Henry Sulfiyanto mengatakan, aksi ini merupakan penolakan atas revisi UU no 32 tahun 2002 tentang penyiaran yang digagas oleh legislatif komisi 1 DPR RI, “Revisi itu harus di cabut, draf RUU Penyiaran memuat larangan atas tayangan yang menampilkan suatu profesi atau tokoh negatif, dan penyiaran nerita yang merupakan hasil investigasi,” ujar Henri.
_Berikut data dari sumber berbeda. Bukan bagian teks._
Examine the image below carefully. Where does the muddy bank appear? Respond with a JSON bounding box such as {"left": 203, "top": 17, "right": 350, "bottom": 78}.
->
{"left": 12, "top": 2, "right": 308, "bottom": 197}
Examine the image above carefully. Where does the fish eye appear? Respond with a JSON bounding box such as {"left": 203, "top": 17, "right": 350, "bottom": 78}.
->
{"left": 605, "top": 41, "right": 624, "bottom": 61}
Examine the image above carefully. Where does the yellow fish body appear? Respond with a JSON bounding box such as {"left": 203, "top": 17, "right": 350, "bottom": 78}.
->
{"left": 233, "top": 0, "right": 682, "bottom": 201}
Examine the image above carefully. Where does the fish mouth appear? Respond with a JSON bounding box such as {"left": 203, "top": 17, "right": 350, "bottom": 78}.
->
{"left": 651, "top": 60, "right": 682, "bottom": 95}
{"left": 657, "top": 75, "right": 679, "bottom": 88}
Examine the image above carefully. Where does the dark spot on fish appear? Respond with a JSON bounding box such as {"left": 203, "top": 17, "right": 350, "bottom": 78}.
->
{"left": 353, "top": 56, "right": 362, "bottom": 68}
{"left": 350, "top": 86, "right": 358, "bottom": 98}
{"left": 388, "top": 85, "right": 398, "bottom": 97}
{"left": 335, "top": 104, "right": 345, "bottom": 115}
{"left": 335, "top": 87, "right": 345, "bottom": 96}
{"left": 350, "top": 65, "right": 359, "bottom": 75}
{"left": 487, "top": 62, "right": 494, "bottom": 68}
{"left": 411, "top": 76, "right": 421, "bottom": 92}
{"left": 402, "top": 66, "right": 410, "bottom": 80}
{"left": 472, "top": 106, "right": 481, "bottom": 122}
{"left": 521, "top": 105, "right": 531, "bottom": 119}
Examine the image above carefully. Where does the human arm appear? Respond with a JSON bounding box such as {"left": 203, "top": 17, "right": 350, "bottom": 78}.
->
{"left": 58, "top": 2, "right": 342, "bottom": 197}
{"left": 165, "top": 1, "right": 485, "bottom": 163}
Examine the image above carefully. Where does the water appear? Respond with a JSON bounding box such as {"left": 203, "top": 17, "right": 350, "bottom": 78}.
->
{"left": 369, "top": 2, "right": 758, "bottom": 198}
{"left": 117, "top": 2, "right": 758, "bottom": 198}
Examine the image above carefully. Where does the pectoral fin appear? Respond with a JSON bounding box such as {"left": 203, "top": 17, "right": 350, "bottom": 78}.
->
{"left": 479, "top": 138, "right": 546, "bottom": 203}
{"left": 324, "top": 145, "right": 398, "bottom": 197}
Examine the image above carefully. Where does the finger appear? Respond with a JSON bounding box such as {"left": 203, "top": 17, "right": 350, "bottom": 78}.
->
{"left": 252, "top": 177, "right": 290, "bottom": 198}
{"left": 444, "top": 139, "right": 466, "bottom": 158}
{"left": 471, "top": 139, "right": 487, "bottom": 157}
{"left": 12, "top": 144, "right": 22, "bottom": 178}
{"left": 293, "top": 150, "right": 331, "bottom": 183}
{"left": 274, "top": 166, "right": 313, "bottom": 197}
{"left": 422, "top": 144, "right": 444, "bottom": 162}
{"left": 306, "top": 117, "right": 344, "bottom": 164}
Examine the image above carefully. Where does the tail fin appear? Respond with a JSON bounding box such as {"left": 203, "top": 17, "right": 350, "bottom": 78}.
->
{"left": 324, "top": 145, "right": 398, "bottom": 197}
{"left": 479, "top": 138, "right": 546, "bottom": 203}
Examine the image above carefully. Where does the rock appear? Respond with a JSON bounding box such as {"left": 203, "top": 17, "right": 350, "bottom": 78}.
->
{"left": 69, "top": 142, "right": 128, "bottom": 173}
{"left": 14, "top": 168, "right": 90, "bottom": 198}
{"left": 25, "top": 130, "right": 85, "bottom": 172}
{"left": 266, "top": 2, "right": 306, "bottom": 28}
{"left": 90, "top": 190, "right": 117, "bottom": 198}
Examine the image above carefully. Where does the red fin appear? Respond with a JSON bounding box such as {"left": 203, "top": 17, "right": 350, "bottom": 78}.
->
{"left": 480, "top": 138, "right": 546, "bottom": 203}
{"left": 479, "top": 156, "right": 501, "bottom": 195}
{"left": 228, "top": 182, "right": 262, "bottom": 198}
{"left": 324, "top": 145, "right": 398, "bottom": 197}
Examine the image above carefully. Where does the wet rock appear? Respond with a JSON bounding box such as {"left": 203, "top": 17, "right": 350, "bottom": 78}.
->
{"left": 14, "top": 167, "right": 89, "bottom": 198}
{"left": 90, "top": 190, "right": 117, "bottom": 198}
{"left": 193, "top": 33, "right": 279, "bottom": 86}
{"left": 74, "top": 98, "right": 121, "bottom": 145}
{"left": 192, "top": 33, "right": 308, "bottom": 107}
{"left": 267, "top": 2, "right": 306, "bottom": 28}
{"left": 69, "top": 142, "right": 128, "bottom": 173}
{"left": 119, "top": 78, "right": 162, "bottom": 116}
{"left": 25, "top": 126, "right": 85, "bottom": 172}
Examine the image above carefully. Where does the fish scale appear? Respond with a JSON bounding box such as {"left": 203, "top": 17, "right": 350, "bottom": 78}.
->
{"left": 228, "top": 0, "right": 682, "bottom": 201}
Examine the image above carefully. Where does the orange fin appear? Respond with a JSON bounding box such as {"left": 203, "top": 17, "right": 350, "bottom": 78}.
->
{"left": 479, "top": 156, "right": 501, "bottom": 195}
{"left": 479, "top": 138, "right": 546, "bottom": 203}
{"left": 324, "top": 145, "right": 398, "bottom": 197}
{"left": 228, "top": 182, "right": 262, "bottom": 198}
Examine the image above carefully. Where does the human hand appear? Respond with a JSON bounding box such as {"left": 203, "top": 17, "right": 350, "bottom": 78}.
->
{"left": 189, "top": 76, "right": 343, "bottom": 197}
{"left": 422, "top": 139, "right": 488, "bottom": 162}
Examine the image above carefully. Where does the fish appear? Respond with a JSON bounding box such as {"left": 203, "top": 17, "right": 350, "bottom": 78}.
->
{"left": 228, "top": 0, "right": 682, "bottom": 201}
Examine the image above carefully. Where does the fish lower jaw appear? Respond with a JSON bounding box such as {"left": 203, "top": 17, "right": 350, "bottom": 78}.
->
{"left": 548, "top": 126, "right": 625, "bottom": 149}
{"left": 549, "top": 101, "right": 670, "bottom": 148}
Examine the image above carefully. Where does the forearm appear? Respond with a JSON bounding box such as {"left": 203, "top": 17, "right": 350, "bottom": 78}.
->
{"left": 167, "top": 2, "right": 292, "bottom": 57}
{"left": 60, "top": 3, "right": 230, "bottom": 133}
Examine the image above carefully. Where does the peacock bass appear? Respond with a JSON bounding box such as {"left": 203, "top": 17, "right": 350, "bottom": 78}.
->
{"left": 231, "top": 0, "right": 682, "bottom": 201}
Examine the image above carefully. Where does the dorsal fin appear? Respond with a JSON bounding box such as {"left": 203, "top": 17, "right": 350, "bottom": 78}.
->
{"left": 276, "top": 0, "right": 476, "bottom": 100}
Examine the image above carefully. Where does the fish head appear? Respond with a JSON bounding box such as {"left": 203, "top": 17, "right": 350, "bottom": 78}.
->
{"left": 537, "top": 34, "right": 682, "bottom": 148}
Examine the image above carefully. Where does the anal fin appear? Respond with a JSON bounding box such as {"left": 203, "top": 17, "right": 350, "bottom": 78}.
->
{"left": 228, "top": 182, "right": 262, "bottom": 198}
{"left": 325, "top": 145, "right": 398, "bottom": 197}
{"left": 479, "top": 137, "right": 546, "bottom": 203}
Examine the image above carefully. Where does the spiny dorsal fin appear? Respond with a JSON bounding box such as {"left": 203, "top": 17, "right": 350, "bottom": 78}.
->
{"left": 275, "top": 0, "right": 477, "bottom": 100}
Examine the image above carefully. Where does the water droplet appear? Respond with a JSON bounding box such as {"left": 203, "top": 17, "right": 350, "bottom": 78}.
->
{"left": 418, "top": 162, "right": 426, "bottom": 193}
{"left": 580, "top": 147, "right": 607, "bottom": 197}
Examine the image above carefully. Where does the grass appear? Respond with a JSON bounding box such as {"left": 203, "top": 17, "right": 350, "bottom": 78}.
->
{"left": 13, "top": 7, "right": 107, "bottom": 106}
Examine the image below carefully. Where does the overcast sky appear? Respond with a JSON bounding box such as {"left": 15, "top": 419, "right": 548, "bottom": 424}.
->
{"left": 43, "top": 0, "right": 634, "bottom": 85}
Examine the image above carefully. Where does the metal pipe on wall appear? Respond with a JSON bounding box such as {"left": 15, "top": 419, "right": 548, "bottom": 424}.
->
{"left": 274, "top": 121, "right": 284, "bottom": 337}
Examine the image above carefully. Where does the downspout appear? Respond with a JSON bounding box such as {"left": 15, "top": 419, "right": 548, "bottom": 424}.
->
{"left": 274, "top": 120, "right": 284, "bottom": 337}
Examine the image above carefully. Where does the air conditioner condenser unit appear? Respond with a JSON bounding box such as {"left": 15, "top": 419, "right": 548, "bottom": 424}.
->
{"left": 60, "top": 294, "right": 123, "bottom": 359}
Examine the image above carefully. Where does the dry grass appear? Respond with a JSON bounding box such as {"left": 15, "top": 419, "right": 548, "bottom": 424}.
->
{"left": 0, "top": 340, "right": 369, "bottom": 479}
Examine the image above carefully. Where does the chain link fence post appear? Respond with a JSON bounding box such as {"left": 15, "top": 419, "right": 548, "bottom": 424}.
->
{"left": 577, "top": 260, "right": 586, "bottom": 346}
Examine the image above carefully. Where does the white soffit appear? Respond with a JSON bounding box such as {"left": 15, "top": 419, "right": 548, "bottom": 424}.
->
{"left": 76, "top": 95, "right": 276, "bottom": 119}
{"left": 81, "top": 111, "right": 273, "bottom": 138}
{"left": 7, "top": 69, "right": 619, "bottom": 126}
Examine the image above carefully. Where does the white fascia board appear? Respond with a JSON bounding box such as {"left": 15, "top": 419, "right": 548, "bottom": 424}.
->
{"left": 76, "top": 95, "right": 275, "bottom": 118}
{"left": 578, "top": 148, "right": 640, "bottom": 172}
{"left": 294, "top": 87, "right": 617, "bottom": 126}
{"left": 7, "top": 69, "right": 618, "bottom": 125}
Menurutnya Ketentuan ini sangat multitafsir, dan oleh karenanya berpotensi disalahgunakan, konsekuensi lain dari perluasan dalam RUU Penyiaran adalah kewajiban produk jurnalisme penyiaran untuk tunduk pada aturan KPI. Hal ini dinilai dapat menyebabkan tumpang tindih kewenangan. Sebab selama ini produk jurnalisme diatur dan diawasi oleh Dewan Pers sebagaimana mandat UU No.40 Tahun 1999 tentang Pers.
“Pada pasal 25 ayat 1q disebutkan wewenang menangani sengketa jurnalistik hanya oleh KPI. Padahal selama ini kasus sengketa jurnalistik di penyiaran selalu ditangani oleh Dewan Pers. Draf RUU Penyiaran mempunyai tujuan mengambil alih wewenang Dewan Pers dan akan membuat rumit sengketa jurnalistik,” tegas Henry.
Henry menambahkan, yang paling krusial adalah Pasal 56 ayat (2) dalam draf RUU Penyiaran juga memuat larangan atas penayangan eksklusif jurnalistik investigasi (huruf c), sehingga klausul ini dinilai dapat mengancam kebebasan pers.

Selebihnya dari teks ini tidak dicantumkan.